Era sabido en el barrio que cinco golpes a la puerta significaban una sola cosa: el Hediondo venía a buscarte. No se trataba de una leyenda para niños, sino de grandes. Incluso se evitaba hablar delante de los pequeños del tema. El Hediondo era real, no un cuento de medianoche.
Cuando alguien faltaba en el barrio, no se hacían muchas preguntas. Si algún familiar lejano quería saber, se lo remitía a la policía. Pero las fuerzas de seguridad también ocultaban la verdad. Era mejor así. Dejar todo en la oscuridad, en la penumbra del desconocimiento.
Aquella noche, mi corazón se paralizó al escuchar los cinco golpes en mi puerta. Un frío recorrió todo el cuerpo. No sabía que seguiría a continuación. Nadie lo sabía. No escuché que la puerta se abriera ni que las ventanas hicieran sonar sus bisagras. Solo los cinco golpes, uno detrás de otro, con la claridad de los sonidos en verano.
Me aferré al sillón con fuerza. Si el Hediondo se aparecía, tendría que lidiar con mi esfuerzo para permanecer en la tierra de los vivos. Pero el Hediondo no apareció. Lo esperé por horas, sin moverme del lugar. Temía que al menor movimiento, el monstruo aparecería y me llevaría consigo. Solo cuando noté que afuera los primeros rayos de sol se arrojaban con mansa modestia sobre la faz de la humanidad, me levanté del sillón y corrí hacia la pieza.
Me desperté cerca del mediodía, en medio de un sueño atormentado por el miedo. Salí a la calle decidido a contar lo ocurrido, esperando que alguien me creyera, que no me tomara como un mentiroso: ¡el Hediondo había venido a buscarme pero no había podido llevarme!.

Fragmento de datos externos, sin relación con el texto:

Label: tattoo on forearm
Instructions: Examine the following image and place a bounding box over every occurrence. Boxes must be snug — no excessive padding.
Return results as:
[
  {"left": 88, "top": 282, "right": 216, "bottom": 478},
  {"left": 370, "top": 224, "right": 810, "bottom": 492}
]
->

Caminé dos cuadras, en dirección al mercado. No me crucé con nadie en el trayecto. Me moría de ganas de contar mi historia. Aún podía escuchar el eco de aquellos cinco golpes. Abrí la puerta del mercado, pero me detuve allí mismo, bajo la entrada principal. Adentro no había nadie. Salí otra vez a la calle y fui notando, con cierto espanto, que no había alma alguna en las calles.
Comencé a golpear puerta por puerta, a gritar a viva voz los nombres conocidos, a espiar en vano por las ventanas. Nadie. Todos habían desaparecido en el barrio. Todos.
Esa misma tarde me mudé y ya nunca volví. Duermo sentado en el sillón, el mismo de aquella noche. Y lo aferro con fuerza, con mucha fuerza. Tarde o temprano, escucharé los golpes por última vez.